Outro
dia, minha filha nasceu.
Com
as pontas dos dedos da mão esquerda eu afirmava os pezinhos dela seguramente
acomodada em meu antebraço, protegida em meu peito; com a outra mão eu a
acariciava, fazendo-a sentir a presença do papai.
Acolhendo-a
dessa forma, tantas foram as vezes que cantei para ela dormir! Eu
me lembro de muitas cantigas de que ela gostava, mas, em especial de duas com
trechinhos assim: “Se essa rua, se essa rua fosse minha / Eu mandava, eu
mandava ladrilhar...” e “Vem meu ursinho querido, meu companheirinho, Ursinho
Pimpão / Vamos sonhar aventuras...” Era tanta felicidade!
Ela
cresceu um pouquinho. Passou da medida do antebraço. Mudou-se para o colo.
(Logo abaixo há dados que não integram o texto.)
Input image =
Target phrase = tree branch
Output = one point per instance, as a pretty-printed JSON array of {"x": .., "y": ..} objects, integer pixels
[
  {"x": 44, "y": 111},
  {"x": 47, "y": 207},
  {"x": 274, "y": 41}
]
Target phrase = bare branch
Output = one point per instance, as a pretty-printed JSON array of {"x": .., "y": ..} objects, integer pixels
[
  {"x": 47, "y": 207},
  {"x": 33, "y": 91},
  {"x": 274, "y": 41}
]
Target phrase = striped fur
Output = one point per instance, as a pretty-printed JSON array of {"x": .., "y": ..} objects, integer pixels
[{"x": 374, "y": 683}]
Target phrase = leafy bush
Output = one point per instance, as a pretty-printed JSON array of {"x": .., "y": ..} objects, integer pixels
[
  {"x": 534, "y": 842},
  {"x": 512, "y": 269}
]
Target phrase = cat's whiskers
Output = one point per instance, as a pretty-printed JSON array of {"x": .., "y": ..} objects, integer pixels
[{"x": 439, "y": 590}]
Mais
um tempinho e já estava “montando cavalinho” – perninhas envolvendo
meu pescoço, sentada em meus ombros – fazendo lindas viagens pelo mundo da
imaginação: íamos à casa do coelhinho cinzento, ao castelo do fundo do mar, ao palácio
dos anjinhos das nuvens branquinhas do céu, à floresta onde viviam todos os
bichos bonzinhos – e todos são muito bons - entre flores,
abelhas, borboletas e pássaros de todas as espécies...
Num
outro dia, assim de repente, eu me vi empurrando-a no primeiro
triciclo que ela ganhou. Ela não tinha forças para pedalar, eu empurrava, ela
ria, ria...
Como
brinquedos não crescem, ela ficou maior que o triciclo. Não cabia mais nele.
Foi
por isso que veio a primeira bicicletinha, com duas rodinhas de apoio atrás. Eu ainda a empurrava ao mesmo tempo em que segurava porque apesar das rodas de
apoio, ela ainda não tinha adquirido o equilíbrio necessário para lançar-se
sozinha sem cair.
Veio
a segunda bicicleta. Eu me lembro, brincávamos no jardim do Lyons Clube do
Tucuruvi, que ela chamava de Parque do Portão Verde porque todo o gradil que o
cercava –e ainda cerca–, inclusive o portão principal, tinham aquela cor.
Foi
lá, que pela primeira vez, sem ela perceber, eu soltei a bicicleta. Ela
continuou pedalando e se equilibrando sozinha, eu ia correndo ao lado sem
interferir. Ao perceber que eu não mais a segurava, parou, como se já fosse
experiente, exclamando:
“Pai,
você soltou!”
“Soltei
porque você já aprendeu a pedalar sozinha, filha... Vamos repetir?”
Foi
uma tarde muito feliz. Ficamos algumas horas indo e vindo sempre em linha reta.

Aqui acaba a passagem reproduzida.